• Nissan South Africa celebrates several women who gave their all during Covid-19.
• The women head up several sectors within the Japanese automaker' local arm.
• This celebration of women is in light on International Women's Day.
• For more motoring stories, go to www.Wheels24.co.za
We are all trying to forget 2020. But for so many women making their way through the Covid-19 pandemic, 2020 was the year of challenge, the year of fighting against gender inequality, and the year of overcoming all the obstacles in their path. In a world where women's achievements are so often underplayed, there is nothing more important than choosing to challenge.
This International Women's Day (IWD) on 8 March, Nissan South Africa (NSA) believes that the IWD's central theme of choosing to challenge gender inequality at all levels has never been more important. By challenging society, industry, and themselves, Nissan believes it can choose to create a more inclusive world, create more awareness of women's issues - and their achievements - and limit the bias women face every day.
The automotive industry is changing, and NSA says its women employees - their 'Women of Steel' - have shown just how integral they are to growing and improving the sector.
Women speaking out
Senior manager, Chantelle Mashego, has spent more than a decade between NSA and Nissan Spain. And with her engineering background, she has ascended the ranks and is now a vital part of delivering the new, SA-built Navara.
Mashego said: "I've worked at so many levels of the business, from being a contracted engineer to my roles in vehicle quality, and now management. I believe that all women need to realise that they have the power to rise to the top, and we need to make room for them there. I'll be honest that Covid-19 and its implications have challenged us, but our South African perseverance and 'can-do spirit' continues to win the day.
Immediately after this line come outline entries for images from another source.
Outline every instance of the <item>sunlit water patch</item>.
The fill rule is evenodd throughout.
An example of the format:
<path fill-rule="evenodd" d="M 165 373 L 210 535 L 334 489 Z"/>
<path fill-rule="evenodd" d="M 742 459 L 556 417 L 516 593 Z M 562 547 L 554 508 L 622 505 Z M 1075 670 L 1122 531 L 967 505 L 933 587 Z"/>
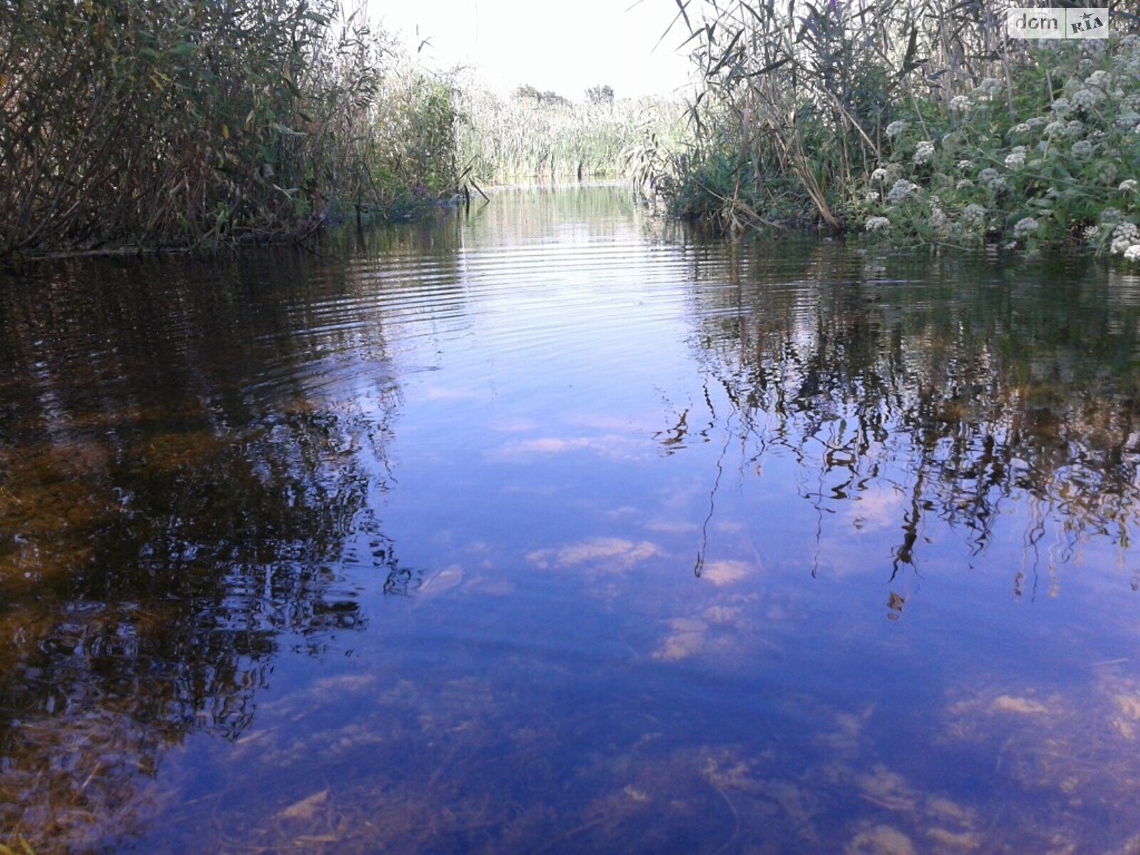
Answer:
<path fill-rule="evenodd" d="M 612 188 L 7 280 L 2 839 L 1134 853 L 1138 318 Z"/>

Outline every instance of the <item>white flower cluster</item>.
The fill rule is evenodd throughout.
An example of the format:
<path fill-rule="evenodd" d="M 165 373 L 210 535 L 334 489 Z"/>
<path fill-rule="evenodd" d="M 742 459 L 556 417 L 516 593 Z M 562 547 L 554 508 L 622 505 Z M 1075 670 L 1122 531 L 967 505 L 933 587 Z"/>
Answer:
<path fill-rule="evenodd" d="M 1140 229 L 1134 222 L 1122 222 L 1113 231 L 1113 243 L 1108 250 L 1114 255 L 1124 255 L 1133 246 L 1140 245 Z"/>
<path fill-rule="evenodd" d="M 971 226 L 980 226 L 986 221 L 986 209 L 971 202 L 962 210 L 962 219 Z"/>
<path fill-rule="evenodd" d="M 1023 220 L 1018 220 L 1017 225 L 1013 226 L 1013 237 L 1021 241 L 1029 235 L 1035 235 L 1037 233 L 1037 221 L 1032 217 L 1026 217 Z"/>
<path fill-rule="evenodd" d="M 1092 147 L 1092 142 L 1086 139 L 1078 139 L 1073 144 L 1073 148 L 1069 149 L 1074 157 L 1092 157 L 1096 149 Z"/>
<path fill-rule="evenodd" d="M 1013 146 L 1010 153 L 1005 155 L 1005 169 L 1018 170 L 1025 165 L 1025 157 L 1027 154 L 1025 146 Z"/>
<path fill-rule="evenodd" d="M 899 178 L 897 181 L 895 181 L 891 188 L 887 190 L 887 204 L 897 205 L 899 202 L 902 202 L 904 198 L 911 195 L 913 190 L 917 190 L 919 186 L 917 184 L 911 184 L 905 178 Z"/>
<path fill-rule="evenodd" d="M 1100 89 L 1107 91 L 1109 83 L 1113 82 L 1113 76 L 1106 71 L 1093 72 L 1088 78 L 1085 78 L 1085 85 L 1093 87 L 1094 89 Z"/>
<path fill-rule="evenodd" d="M 1002 84 L 997 78 L 984 78 L 977 87 L 974 88 L 974 93 L 980 100 L 993 100 L 1001 96 Z"/>
<path fill-rule="evenodd" d="M 1105 93 L 1099 89 L 1078 89 L 1073 92 L 1073 97 L 1069 98 L 1069 104 L 1073 105 L 1074 109 L 1089 111 L 1096 107 L 1105 99 Z"/>

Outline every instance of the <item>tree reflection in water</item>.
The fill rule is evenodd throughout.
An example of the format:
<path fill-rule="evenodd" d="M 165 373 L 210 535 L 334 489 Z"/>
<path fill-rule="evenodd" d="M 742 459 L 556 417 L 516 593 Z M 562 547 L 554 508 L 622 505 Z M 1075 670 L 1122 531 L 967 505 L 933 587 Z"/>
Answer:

Every day, I'm encouraged by my team members who show up for work ready to give it their all."
Melicia Bala, NSA's human resources lead, has made it her mission to ensure that the achievements of young women entering the industry are recognised and rewarded.
Bala said: "We have always done our utmost to be the employer of choice for young women, and we want to attract the best talent and allow them to flourish. Through intensive training programs, like our Automotive Industry Development Centre, we want to make sure that they can develop their skills and compete with the very best. Because with enough support, we can help young people - young women - grow, even through a global pandemic."
Chief marketing manager for light commercial vehicles and Sporty Utility Vehicles at NSA, Liz Gorbunov, has said she believes the only way to change perceptions around women in the industry is to empower young women and provide them with real mentorship.
She said: "When a person rises to the level of executive, you have to realise that this comes with responsibility. We have to work with the young women in our industry to help them see the pitfalls and avoid them. We want them to feel like they can speak up and choose to challenge mistreatment. By making this the norm, we make it even easier for the next generation of young women."
Lizette Crause, NSA general manager of customer quality and dealer network development, has seen how the Covid-19 pandemic has affected her colleagues and NSA's networks.
Crause said: "This was an incredibly difficult year for our business, but what has been inspiring is seeing my colleagues really balance their work lives and their home lives so well. For some of them, particularly the women, this has been a delicate balancing act that I hope we won't have to repeat in 2021."
Nissan South Africa says it encourages its employees to continue challenging the pre-conceived notions about women in the industry, and hopes that it can continue to support them as they #ChooseToChallenge.